Some women have found ways around the restrictions. For instance, a concept known as “pink feminism” has begun to gain more attention in China since 2020. This concept comes from the idea that some feminists in China may be using nationalist (“pink”) discourse alongside their dialogue on gender equality as one way to sandwich their feminist discourse and to appear less provocative to the state. There is also a tendency for activists to focus on highlighting “softer” topics related to women, such as achievements of women in sports, rather than topics that may be deemed more controversial.
Finally, some women are adopting a method of silent protest in the form of postponing or outright foregoing marriage and pregnancy.

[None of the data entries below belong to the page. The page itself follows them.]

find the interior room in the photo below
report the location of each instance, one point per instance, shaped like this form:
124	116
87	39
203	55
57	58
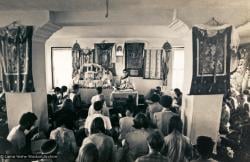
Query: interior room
133	80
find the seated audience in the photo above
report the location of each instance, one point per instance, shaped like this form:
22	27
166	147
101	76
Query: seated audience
104	110
64	92
96	97
177	146
158	91
104	143
65	139
125	81
178	96
205	147
66	113
136	140
58	95
98	105
88	153
76	98
19	140
225	117
162	119
48	148
155	106
155	143
126	123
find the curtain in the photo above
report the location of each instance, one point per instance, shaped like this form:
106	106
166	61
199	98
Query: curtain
134	58
153	64
211	60
16	58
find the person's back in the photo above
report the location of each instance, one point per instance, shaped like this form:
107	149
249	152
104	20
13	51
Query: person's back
205	147
65	139
104	144
137	139
17	138
155	106
137	142
162	120
155	143
204	160
177	145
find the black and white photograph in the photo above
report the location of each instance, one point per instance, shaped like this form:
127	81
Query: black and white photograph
124	81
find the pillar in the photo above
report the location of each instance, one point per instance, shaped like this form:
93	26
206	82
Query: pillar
36	102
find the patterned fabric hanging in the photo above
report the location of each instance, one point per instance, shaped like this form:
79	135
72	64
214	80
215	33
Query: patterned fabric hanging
211	60
16	58
134	58
153	64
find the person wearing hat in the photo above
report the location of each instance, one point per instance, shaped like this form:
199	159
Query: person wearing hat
205	147
162	119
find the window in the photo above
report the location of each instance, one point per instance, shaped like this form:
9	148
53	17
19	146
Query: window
61	66
178	68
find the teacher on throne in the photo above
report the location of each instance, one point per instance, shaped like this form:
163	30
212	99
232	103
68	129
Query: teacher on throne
125	81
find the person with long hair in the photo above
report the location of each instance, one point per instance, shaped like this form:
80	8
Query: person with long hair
88	153
105	144
178	147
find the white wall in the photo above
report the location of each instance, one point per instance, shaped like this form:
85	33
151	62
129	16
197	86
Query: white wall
142	85
19	103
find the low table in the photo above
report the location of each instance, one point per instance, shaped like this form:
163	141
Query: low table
88	93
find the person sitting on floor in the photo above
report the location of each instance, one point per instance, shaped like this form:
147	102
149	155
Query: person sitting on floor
155	143
126	123
17	136
162	119
155	106
136	140
104	110
98	105
96	97
65	139
205	147
88	153
105	144
178	147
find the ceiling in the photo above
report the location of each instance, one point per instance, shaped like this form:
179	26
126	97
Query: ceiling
152	15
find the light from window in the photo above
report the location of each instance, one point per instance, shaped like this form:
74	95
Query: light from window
62	66
178	68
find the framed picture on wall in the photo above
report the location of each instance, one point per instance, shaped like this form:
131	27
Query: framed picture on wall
134	59
119	50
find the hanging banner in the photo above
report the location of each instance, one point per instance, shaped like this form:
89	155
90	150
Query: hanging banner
211	61
134	58
16	58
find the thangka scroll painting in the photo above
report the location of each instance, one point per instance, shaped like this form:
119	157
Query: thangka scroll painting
104	54
153	63
16	58
240	76
211	61
134	58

According to China’s Ministry of Civil Affairs, in 2024, China had 6.1 million marriage registrations, a decrease of 20.5 percent from 2023. This poses enormous challenges for the Chinese government as it seeks to battle its rising demographic challenges, and could be seen as an avenue for women to stand up for their rights in a way that is harder for the state to control.
Conclusion
The status of women in China is a mixed bag, and in some ways, China’s progress on improving the prospects for women in China is stalled or reversing. In areas such as levels of education, life expectancy, and labor force participation, Chinese women have made significant progress and now even fare better than high-income countries like the United States. In other areas such as roles in the military and political participation, Chinese women still face significant barriers and lag far behind their male counterparts. China’s efforts to fix its demographic crisis have also led to significant setbacks in progress for women, as Xi and the CCP promote traditional patriarchal ideology to encourage women to return to their role as primarily mothers and caretakers in the household.